2. Kaye JA, del Mar Melero-Montes M, Jick H. Mumps, measles, and rubella vaccine and the incidence of autism recorded by general practitioners: a time trend analysis. BMJ 2001;322(7284):460-3.

3. Madsen KM, Hviid A, Vestergaard M, Schendel D, Wohlfahrt J, Thorsen P, et al. A population-based study of measles, mumps, and rubella vaccination and autism. N Eng J Med 2002;347(19):1477-82.

4. Mars AE, Mauk JE, Dowrick PW. Symptoms of pervasive developmental disorders as observed in prediagnostic home videos of infants and toddlers. J Pediatr 1998;132(3 Pt 1):500-4.

5. Parker SK, Schwartz B, Todd J, Pickering LK. Thimerosal-containing vaccines and autistic spectrum disorder: a critical review of published original data. Pediatrics 2004;114(3):793-804.

6. Stromland K, et al. Autism in thalidomide embropathy: a population study. Devel Med Child Neurol 1994;36:351-356.

7. Taylor B, Miller E, Lingam R, Andrews N, Simmons A, Stowe J. Measles, mumps, and rubella vaccination and bowel problems or developmental regression in children with autism: population study. BMJ 2002;324(7334):393-6.

8. Taylor B, et al.

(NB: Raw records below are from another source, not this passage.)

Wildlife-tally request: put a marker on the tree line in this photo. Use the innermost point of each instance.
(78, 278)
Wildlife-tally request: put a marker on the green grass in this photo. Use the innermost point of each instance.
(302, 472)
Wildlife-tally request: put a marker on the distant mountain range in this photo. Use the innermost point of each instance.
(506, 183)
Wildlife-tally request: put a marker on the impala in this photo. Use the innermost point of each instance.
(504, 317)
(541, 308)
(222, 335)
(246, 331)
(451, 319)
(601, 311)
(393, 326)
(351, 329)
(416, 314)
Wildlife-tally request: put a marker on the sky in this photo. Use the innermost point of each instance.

Autism and measles, mumps, and rubella vaccine: no epidemiological evidence for a causal association. Lancet 1999;353:2026-2029.

9. Uhlmann V, et al. Potential viral pathogenic mechanism for new variant inflammatory bowel disease. Journal of Clinical Pathology: Molecular Pathology 2002;55:1-6.

10. Wakefield AJ, et al. Ileal-lymphoid-nodular hyperplasia, non-specific colitis, and pervasive developmental disorder in children. Lancet 1998;351:637-641.